Nascida numa família numerosa na pequena cidade de Tarnogród, Mala Szorer podia não ter uma vida de riquezas, mas tinha uma vida feliz, com a sua família, as suas ocupações e a sua fé. E inicialmente, parecia que isso nunca iria mudar, embora houvesse rumores, olhares desagradáveis, comportamentos estranhos. Mas a mudança acabou por chegar, primeiro com a transformação da cidade num gueto, depois com a deportação de parte dos seus habitantes e depois com atos ainda mais brutais. E é então que Mala tem de aprender a sobreviver. Primeiro, para alimentar a família, arrisca-se a tirar a estrela amarela para ir à procura de comida. Depois, acontecido o pior, a luta passa a ser pela própria sobrevivência. Ainda assim, nunca está realmente sozinha. Tem a companhia de Malach, a gata que a segue para toda a parte e cuja intuição parece ser sobrenatural.

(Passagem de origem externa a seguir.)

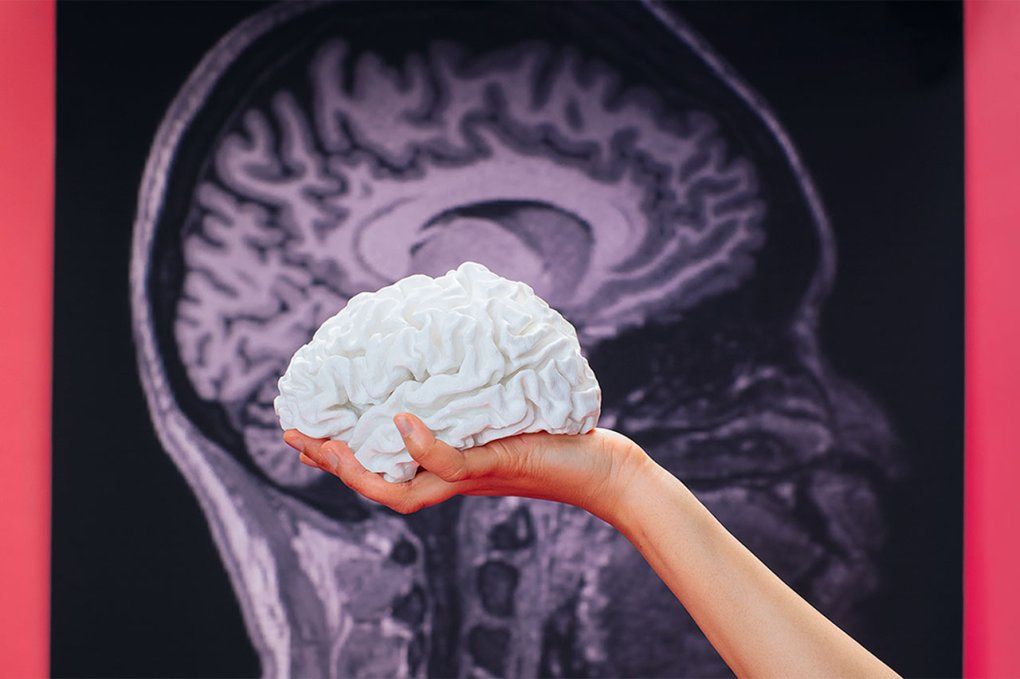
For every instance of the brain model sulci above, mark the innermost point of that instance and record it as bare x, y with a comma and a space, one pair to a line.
475, 356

Todas as histórias de sobrevivência ao Holocausto têm o seu sombrio elo comum. Mas todas têm também as suas particularidades, seja no percurso de quem as viveu, na forma que escolheram para as contar ou até naquilo que os levou a lutar pela sobrevivência. A história deste livro diverge das histórias mais comuns no sentido em que a sua protagonista nunca passou pelos campos de concentração. Assim, o seu percurso é não só de resistência às adversidades, mas também de luta para evitar a captura. E esta diferença é, aliás, destacada na própria história, quando, depois de terminada a guerra, Mala encontra os outros sobreviventes.
O que marca neste livro é, portanto, desde logo, a história completa. É impossível não admirar a luta pela sobrevivência de Mala, o seu apego a fé, o engenho com que lida com as situações mais difíceis. Mas sobressai também um ponto particularmente marcante. Lutar pela sobrevivência implica, às vezes, ter de tomar decisões quando nenhuma decisão é moralmente perfeita, agir de formas que, em circunstâncias normais, seriam repreensíveis. E a autora não foge a estes aspetos do seu percurso. Descreve-os abertamente, incluindo os dilemas morais associados, numa exposição frontal que realça a dimensão das dificuldades e a humanidade de quem as viveu.

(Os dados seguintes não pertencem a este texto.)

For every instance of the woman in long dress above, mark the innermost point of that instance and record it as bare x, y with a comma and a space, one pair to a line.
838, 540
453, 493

Existem alguns episódios que são contados de forma um pouco concisa, como que a deixar a ideia de que tudo foi resumido ao estritamente essencial. Mas faz sentido que assim seja, até porque, segundo se deduz da leitura, esta história foi um registo construído depois dos acontecimentos. Não é um diário, são memórias. E as memórias nem sempre são - nem têm de ser - exaustivas.
História de sobrevivência e de superação, de um período negro da história e das marcas pessoais que deixou, trata-se, em suma, de um relato marcante e franco de uma luta pela sobrevivência em circunstâncias inimagináveis. É impossível não ficar com este livro no pensamento.